By Melissa Brown 31 October 2018, The Age
Last week, I had a laugh out loud moment on social media when I read this quote: "Save a fortune in Xmas presents by falling out with friends and family. Lay the groundwork now so it doesn’t look like it’s about presents."
With only nine shopping weekends until Christmas, this might be one strategy you’re tempted to employ. But it did get me thinking. Why not decide to have a no-cost Christmas without needing to fall out with everyone you love (or are related to)?
Now, you might be thinking I meant to write a cost-saving Christmas and sure that’s one tactic you might use. But why not take it one step further and take the challenge of having a no-cost Christmas? One where you don’t employ the bah-humbug strategy of staying in and avoiding everyone until the silly season is over.
If you love the idea of Christmas not costing you a cent, here are my tips for how this can work.
THE FIRST STEP involves you opening a separate bank account that we’ll call our No-cost Christmas account. Yes, Christmas accounts used to be in vogue many moons ago, however this is one you’re not going to contribute any of your regularly earned money to. This is also going to be the only account you’re going to spend any money on Christmas this year so whether you collect $1 or $1000 is up to you.
STEP TWO is figuring out how much you’d like to spend over the silly season. This includes Christmas parties, lunch on the big day if you’re hosting and gifts. Figure out a minimum amount to work to if you were to scrimp, or ask everyone to bring a plate and the maximum amount you’d spend if you were to really go nuts. Include how much you’d like to donate or give away as well so that, especially if you’re including kids in this exercise, you teach them about giving back.
THE THIRD STEP is figuring out where you’re going to find cash that is outside your normal wages or income streams so your Christmas is truly no-cost. Write a list of everything you could do to find more cash and use this as your to-do list once it’s complete. Suggestions might include selling clothes, shoes, bags, toys, gadgets or anything else that’s lying around cluttering your house or your wardrobe that you haven’t used for a while. You might become an Uber driver, a delivery rider, rent a room on Airbnb, complete online surveys, dog walk, dog wash, mow lawns, tutor, babysit or take a part-time job. Or perhaps you could sell your skills on one of the many marketplace sites such as Fiverr, Airtasker or Upwork.
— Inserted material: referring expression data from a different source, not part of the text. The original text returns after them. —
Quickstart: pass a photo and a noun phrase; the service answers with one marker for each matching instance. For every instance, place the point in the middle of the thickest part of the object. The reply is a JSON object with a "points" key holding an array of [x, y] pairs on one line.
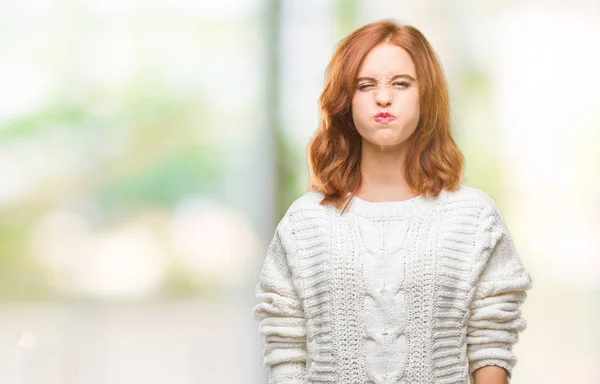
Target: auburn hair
{"points": [[433, 160]]}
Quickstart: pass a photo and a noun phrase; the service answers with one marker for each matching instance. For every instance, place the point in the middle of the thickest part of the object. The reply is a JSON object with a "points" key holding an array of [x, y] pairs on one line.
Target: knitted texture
{"points": [[420, 291]]}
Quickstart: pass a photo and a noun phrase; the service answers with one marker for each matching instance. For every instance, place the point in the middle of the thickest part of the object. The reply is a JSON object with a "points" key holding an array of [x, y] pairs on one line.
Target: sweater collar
{"points": [[387, 209]]}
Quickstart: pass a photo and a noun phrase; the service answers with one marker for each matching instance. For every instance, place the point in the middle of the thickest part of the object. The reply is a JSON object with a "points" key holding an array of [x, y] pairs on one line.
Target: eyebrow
{"points": [[404, 75]]}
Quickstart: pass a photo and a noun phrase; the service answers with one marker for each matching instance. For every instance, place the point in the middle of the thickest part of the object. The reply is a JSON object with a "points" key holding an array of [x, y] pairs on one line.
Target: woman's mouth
{"points": [[384, 117]]}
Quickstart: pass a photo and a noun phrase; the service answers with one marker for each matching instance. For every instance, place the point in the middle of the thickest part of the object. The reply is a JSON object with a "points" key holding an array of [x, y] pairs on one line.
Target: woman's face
{"points": [[385, 106]]}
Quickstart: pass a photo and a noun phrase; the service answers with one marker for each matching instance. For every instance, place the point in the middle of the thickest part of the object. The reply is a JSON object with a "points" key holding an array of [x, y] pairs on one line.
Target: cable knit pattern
{"points": [[425, 290]]}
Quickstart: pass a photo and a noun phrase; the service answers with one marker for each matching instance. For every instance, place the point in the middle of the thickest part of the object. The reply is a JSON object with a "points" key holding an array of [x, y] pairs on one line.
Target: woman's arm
{"points": [[282, 321], [495, 319], [490, 374]]}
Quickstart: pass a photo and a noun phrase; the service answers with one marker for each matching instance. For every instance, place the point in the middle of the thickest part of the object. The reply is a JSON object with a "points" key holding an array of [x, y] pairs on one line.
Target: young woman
{"points": [[390, 270]]}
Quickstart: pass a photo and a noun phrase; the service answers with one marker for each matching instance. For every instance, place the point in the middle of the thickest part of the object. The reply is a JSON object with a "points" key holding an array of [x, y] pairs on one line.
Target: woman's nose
{"points": [[383, 97]]}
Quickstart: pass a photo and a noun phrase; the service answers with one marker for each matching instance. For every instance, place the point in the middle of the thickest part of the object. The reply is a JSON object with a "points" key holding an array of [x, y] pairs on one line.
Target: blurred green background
{"points": [[148, 149]]}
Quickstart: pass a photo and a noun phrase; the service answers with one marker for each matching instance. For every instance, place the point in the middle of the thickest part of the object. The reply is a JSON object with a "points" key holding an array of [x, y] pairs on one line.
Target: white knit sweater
{"points": [[425, 290]]}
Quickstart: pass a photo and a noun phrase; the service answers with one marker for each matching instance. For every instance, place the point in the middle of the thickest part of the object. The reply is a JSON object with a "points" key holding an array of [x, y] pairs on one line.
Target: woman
{"points": [[389, 270]]}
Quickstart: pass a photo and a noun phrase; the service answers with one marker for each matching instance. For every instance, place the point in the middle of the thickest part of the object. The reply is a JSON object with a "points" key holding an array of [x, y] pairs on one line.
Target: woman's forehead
{"points": [[386, 61]]}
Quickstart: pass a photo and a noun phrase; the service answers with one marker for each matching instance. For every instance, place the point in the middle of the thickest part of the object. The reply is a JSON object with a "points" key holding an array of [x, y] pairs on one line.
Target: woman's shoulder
{"points": [[469, 194], [307, 202]]}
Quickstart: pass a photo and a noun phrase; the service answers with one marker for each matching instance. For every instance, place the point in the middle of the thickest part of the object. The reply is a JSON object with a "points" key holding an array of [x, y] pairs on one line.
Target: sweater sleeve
{"points": [[495, 318], [282, 321]]}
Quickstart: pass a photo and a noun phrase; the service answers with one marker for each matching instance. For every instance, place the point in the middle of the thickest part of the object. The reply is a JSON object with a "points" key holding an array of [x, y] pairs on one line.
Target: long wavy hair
{"points": [[433, 161]]}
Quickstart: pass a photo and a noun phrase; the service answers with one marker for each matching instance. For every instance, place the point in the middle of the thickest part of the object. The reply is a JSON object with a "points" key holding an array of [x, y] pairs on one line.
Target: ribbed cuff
{"points": [[484, 363], [287, 373]]}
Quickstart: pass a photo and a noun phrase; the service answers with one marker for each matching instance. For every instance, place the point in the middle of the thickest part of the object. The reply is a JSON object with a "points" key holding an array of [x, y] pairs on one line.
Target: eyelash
{"points": [[402, 83]]}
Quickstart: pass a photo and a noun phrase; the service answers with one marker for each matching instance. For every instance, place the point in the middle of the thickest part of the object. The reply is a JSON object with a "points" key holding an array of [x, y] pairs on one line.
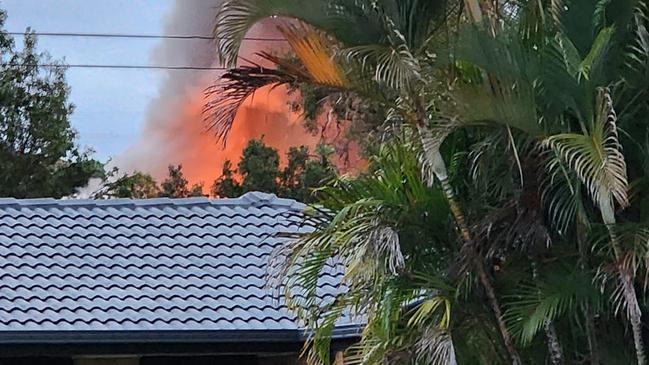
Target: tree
{"points": [[226, 186], [137, 185], [38, 155], [259, 167], [515, 111], [259, 171], [177, 186]]}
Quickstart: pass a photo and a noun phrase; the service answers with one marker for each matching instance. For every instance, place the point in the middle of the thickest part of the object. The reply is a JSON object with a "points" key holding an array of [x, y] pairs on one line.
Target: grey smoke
{"points": [[168, 136]]}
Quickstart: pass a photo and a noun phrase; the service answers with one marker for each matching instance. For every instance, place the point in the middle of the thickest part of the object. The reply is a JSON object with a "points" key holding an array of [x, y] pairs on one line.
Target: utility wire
{"points": [[138, 36], [134, 67]]}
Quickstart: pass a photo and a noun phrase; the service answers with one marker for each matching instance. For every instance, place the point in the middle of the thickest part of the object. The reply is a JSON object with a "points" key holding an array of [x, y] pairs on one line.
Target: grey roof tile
{"points": [[158, 264]]}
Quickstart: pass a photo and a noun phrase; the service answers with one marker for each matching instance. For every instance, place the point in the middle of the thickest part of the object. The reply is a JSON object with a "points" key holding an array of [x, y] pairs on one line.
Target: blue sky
{"points": [[110, 103]]}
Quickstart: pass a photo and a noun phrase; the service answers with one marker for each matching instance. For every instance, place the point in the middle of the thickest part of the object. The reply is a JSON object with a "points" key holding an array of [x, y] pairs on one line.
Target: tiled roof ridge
{"points": [[248, 199]]}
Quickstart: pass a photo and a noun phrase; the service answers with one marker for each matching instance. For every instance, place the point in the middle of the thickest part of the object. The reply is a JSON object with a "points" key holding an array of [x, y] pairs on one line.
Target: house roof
{"points": [[158, 268]]}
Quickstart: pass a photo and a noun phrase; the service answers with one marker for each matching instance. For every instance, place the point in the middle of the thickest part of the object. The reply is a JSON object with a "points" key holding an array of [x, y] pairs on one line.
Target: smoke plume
{"points": [[174, 132]]}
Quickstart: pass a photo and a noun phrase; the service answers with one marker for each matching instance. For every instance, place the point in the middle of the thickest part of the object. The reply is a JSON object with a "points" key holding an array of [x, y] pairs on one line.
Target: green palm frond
{"points": [[235, 87], [435, 347], [596, 157], [394, 66], [236, 17], [546, 299]]}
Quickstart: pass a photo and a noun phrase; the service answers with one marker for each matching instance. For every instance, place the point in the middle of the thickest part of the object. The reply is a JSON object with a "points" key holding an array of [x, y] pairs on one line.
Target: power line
{"points": [[138, 36], [135, 67]]}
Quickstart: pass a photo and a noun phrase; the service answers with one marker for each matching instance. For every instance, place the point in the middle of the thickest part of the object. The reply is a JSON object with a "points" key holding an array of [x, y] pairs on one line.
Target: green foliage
{"points": [[513, 170], [134, 186], [258, 170], [177, 186], [38, 155]]}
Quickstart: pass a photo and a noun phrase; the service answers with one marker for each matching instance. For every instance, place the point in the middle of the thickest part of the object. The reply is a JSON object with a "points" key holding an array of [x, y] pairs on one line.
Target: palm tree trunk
{"points": [[438, 166], [590, 335], [591, 332], [626, 284], [554, 347], [635, 316]]}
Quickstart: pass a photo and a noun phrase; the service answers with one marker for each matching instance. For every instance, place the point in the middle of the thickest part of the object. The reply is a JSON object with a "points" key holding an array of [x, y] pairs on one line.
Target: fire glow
{"points": [[174, 130]]}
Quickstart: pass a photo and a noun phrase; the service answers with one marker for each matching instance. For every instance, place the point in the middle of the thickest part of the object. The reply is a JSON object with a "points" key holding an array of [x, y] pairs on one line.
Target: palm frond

How you make some extra cash is only limited by your energy and imagination so make a list of everything you can do or sell.
All the planning in the world doesn’t help if you don’t do something – so this is the action part. For every item sold on eBay, Gumtree, Hock Your Frocks or whatever site you use, pop the funds into your No-cost Christmas account. If you take on extra work, make sure this income is paid into this account too. Sometimes, it’s helpful to create something visual so you can track how you’re going, so on your phone or on the fridge create a chart and plot where you’re up to, how many weeks are left and your minimum and maximum amounts you want to reach.
When you spend over Christmas, only use your No-cost Christmas account. If you don’t have enough money in it even for the minimum amount you want to spend, then get creative (or regift!). Or perhaps if you’re really stuck, give the gift of time being spent with you or services you’ll carry out for your friends or family.
If you have money left over you might donate it to charity, splurge on yourself, start an investment or divvy it up and do all three. It’s a nice problem to have to deal with extra funds than to cope with a bloated credit card bill in January.
The only thing left to do is gloat to anyone who’ll listen, how the silly season has cost you absolutely nothing. This Christmas, rather than grumbling over the cost of the silly season, why not take up the no-cost Christmas challenge and give yourself the gift of a (financially at least) stress-free Christmas.